Information
ID: 102
PHID: PHID-TASK-buo4lmumyhknvqpjbj7e
Author: Patrick
Status at Migration Time: resolved
Priority at Migration Time: Normal
Description
Requirements :
Not using libcurl
(because that’s a C binding, then we’d have no security enhancement and could just stick to curl
).
force use TLSv1, not SSL
Download head only. (Similar to curl
s --head
.)
Features.
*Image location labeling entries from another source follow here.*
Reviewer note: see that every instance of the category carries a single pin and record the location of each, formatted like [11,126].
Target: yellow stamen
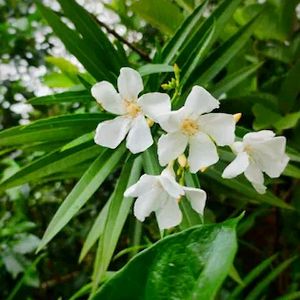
[189,127]
[132,108]
[237,117]
[150,122]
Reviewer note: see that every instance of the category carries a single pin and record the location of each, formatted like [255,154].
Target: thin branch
[142,54]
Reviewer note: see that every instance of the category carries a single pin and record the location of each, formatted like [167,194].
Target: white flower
[131,110]
[161,194]
[258,152]
[191,126]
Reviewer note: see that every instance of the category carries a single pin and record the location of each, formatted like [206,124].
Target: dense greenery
[62,196]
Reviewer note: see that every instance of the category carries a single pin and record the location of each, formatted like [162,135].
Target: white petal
[197,198]
[254,174]
[170,146]
[155,104]
[270,155]
[147,203]
[237,166]
[260,188]
[146,182]
[107,96]
[202,152]
[130,84]
[200,101]
[111,133]
[259,136]
[171,122]
[219,126]
[169,215]
[139,137]
[170,185]
[256,177]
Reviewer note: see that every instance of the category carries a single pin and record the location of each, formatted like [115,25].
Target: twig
[142,54]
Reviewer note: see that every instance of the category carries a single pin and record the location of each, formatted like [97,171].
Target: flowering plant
[193,127]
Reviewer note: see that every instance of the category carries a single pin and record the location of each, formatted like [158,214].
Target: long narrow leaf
[83,190]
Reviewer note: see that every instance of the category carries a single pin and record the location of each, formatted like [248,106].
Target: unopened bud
[237,117]
[150,122]
[182,160]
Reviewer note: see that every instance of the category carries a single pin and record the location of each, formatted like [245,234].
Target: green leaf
[154,68]
[288,121]
[264,117]
[162,14]
[65,97]
[60,128]
[171,49]
[263,284]
[93,36]
[232,80]
[75,44]
[103,166]
[218,59]
[252,276]
[96,230]
[118,212]
[58,80]
[242,187]
[189,265]
[52,163]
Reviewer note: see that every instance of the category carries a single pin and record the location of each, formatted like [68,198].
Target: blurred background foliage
[34,63]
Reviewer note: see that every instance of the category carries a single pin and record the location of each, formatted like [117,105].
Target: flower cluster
[193,126]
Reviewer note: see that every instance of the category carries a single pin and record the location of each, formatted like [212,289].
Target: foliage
[226,46]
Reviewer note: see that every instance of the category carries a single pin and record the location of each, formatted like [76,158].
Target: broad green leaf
[51,163]
[117,214]
[65,97]
[253,274]
[232,80]
[103,166]
[162,14]
[154,68]
[218,59]
[189,265]
[75,44]
[264,283]
[60,128]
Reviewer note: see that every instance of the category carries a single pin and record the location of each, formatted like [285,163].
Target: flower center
[132,108]
[189,127]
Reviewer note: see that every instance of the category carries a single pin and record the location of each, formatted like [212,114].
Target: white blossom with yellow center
[193,126]
[131,109]
[161,194]
[258,152]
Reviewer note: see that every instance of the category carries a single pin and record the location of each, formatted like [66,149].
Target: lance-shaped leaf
[118,211]
[104,165]
[61,128]
[189,265]
[65,97]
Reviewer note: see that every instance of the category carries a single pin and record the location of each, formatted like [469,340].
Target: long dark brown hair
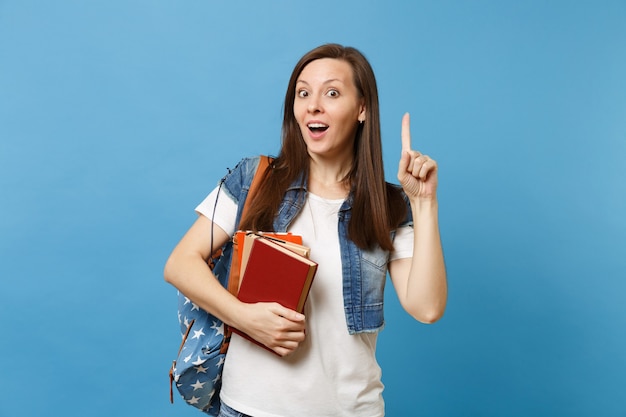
[377,207]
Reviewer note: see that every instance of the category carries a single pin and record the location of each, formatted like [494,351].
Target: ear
[362,113]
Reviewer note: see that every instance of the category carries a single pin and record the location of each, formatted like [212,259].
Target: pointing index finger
[406,132]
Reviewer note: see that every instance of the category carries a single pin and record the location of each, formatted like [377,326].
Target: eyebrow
[332,80]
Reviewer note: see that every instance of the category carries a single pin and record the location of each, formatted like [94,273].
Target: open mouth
[317,127]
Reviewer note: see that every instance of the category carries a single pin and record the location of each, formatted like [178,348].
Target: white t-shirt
[332,373]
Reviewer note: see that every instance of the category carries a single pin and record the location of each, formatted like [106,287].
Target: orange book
[274,273]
With example.
/usr/lib/sdwdate/url_to_unixtime \
--max-time 180 \
--socks5-hostname 10.152.152.10:9108 \
--tls true \
https://check.torproject.org
Expected output, unixtime, example:
1413814230
Bonus :
--max-file-size-bytes 2097152
--user-agent
--verbose
SSL :
Depending on the outcome of this we might not need SSL support.
date_to_unixtime :
The code for date to unixtime is already done:
https://github.com/Whonix/sdwdate/blob/master/usr/lib/sdwdate/date_to_unixtime
python-requests :
Implementing this using the python-requests
library was trivial , but unfortunately, python-requests
does not support socks proxies yet , which is a deal breaker for Whonix.
urllib3 :
Has no yet socks proxy support either.
TODO :
So we have to find some python library that has socks proxy as well as TLSv1 support, that is installable from Debian repository. Does this exist?
Comments
troubadour
2015-01-23 23:33:38 UTC
Might be some progress on this one. It’s not really my domain of competence, so…
In Whonix-Gateway, install python-socksipy python-openssl packages.
Try this script.
#!/usr/bin/python
import socks, ssl
s = socks.socksocket()
s.setproxy(socks.PROXY_TYPE_SOCKS5, “127.0.0.1”, port=9050)
s.connect((‘check.torproject.org ’, 443))
ss = ssl.wrap_socket(s)
print ss.cipher()
s.close()
ss.close()
s = socks.socksocket()
s.setproxy(socks.PROXY_TYPE_SOCKS5, “127.0.0.1”, port=9050)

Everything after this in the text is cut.